Desapegos y otras ocupaciones.

viernes, 24 de marzo de 2023

ELLOS SON ELLOS Y YO SOY YO


Desaparecía de golpe. Estaba —pongamos— la cena a punto, la familia reunida alrededor de la mesa y él se escabullía. Cuando iban a servir la sopa se daban cuenta. Gritaban llamándolo, salían al jardín para buscar. No lo encontraban ya. Él, protegido por las altas adelfas, los observaba reteniendo el aliento, los oía mudo y con hambre, con una curiosidad profunda. Inmerso en la oscuridad del jardín se sentía un ser aparte. Y ellos, sus padres, sus hermanos, eran extraños, gente ajena. Y cuando, cansados de dar vueltas, proseguían la comida, se acercaba de puntillas a los vidrios del comedor para espiarlos. Era emocionante, tremendo. Algo así como asistir a una cena de aparecidos, difuntos todos, hablando de él, pronunciando su nombre. Se clavaba las uñas en el brazo y el dolor que sentía le hacía tomar conciencia de sí mismo, lo sumergía en un intenso gozo. Aspiraba con alegría el aire de la noche, escuchaba anhelante los pequeños ruidos entre los que se mezclaba un reptar cauteloso que no sabía si era real.
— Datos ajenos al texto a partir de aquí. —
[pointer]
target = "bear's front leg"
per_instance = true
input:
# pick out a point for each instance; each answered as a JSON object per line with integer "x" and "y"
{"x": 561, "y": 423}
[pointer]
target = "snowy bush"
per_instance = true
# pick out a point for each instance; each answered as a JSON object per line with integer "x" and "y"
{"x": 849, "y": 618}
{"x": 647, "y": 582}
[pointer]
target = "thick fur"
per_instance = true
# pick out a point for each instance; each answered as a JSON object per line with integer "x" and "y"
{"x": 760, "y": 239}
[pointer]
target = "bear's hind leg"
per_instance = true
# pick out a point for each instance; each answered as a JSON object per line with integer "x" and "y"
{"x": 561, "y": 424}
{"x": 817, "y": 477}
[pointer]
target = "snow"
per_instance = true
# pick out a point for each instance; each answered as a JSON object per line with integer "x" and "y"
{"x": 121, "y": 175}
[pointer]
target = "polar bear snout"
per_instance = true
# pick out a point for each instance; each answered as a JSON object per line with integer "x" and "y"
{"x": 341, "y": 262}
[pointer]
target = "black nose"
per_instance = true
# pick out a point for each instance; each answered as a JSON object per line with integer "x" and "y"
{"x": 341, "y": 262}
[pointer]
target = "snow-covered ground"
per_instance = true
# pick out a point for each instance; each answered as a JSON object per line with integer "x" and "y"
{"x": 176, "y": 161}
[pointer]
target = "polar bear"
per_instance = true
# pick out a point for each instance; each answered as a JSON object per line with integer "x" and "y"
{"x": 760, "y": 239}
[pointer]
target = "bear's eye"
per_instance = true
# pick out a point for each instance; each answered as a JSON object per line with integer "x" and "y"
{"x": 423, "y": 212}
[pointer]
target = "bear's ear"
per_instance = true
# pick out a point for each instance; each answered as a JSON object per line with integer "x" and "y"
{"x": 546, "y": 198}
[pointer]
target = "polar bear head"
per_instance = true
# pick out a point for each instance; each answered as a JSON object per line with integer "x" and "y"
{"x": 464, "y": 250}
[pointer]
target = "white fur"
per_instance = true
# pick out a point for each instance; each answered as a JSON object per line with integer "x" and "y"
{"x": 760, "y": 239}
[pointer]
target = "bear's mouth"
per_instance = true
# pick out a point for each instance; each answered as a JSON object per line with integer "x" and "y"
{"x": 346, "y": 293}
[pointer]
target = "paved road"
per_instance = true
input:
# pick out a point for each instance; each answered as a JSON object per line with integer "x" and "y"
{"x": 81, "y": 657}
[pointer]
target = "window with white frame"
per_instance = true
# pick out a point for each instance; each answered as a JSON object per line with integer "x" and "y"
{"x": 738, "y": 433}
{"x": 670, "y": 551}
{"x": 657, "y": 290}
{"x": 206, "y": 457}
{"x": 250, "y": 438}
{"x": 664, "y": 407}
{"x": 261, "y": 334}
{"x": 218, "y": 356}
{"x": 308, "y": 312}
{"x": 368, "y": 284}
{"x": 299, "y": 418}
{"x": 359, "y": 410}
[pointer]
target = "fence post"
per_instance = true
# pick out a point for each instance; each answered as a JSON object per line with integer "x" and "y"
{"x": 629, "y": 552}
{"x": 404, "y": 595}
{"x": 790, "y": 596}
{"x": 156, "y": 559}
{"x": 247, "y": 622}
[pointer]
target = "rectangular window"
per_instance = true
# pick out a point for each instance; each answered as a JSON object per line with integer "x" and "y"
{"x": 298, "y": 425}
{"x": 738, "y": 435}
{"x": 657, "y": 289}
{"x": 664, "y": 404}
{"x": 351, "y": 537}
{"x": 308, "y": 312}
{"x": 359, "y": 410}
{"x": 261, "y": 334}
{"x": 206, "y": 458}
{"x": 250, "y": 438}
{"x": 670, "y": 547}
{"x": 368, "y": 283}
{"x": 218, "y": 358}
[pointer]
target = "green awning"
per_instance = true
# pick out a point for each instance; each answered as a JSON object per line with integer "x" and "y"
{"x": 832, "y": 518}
   No siempre se comportó así. Durante su primera infancia había sido una criatura comunicativa y cordial, que buscaba el afecto de los demás con sonrisas y pequeñas bondades, obedeciendo. Pero una mañana le ocurrió algo. Se fabricaba una cabaña con ramas de laurel y peladas varas de morera que había dejado el jardinero amontonadas después de la poda. A lo lejos, cerca de la casa, entre el verde del césped, vio correr a sus hermanas, oyó la voz de la madre llamándolas por sus nombres. Y en aquel momento lo invadió una evidencia turbadora, igual que si él fuera una vasija y alguien lo estuviera llenando de un líquido cálido y transparente. Una revelación que no sabía de dónde llegaba: «Ellos son ellos —pronunció— y yo soy yo». Y su voz entre la olor picante del laurel, sonó a conjuro y casi notó derretirse aquella masa densa como melaza que lo había unido hasta ese preciso momento a su madre, a sus hermanos y a su abuela. Era curioso porque a la vez que se sentía desoladamente solo, flotante en medio de no sabía qué éter, se supo absolutamente dueño de unas fuerzas impensadas, dependiente de sí mismo, sin hilos que lo ataran a ningún otro ser. Cambió. «Como si le hubieran reemplazado», repetía la madre con estupefacción consternada. Huía siguiendo el cauce del río: a embarcarse en una nave pirata. O construía, sin ayuda de nadie, una balsa con troncos de árbol para pescar, recorrer los océanos, ser Robinson Crusoe. A veces pasaba semanas perdido y lo encontraban en la montaña, alimentándose de lagartos, de huevos de pájaro y fruta verde, cantando a grito pelado para ahuyentar fantasmas y muertos. Otras, registraban los montes, las cisternas, con antorchas, desesperados, sin poder hallarlo y, súbitamente, se presentaba sin querer explicar dónde había estado. Buscaba algo inconcreto con inquietud excitada, algo que él presentía pero que no sabía ni dónde estaba ni qué era.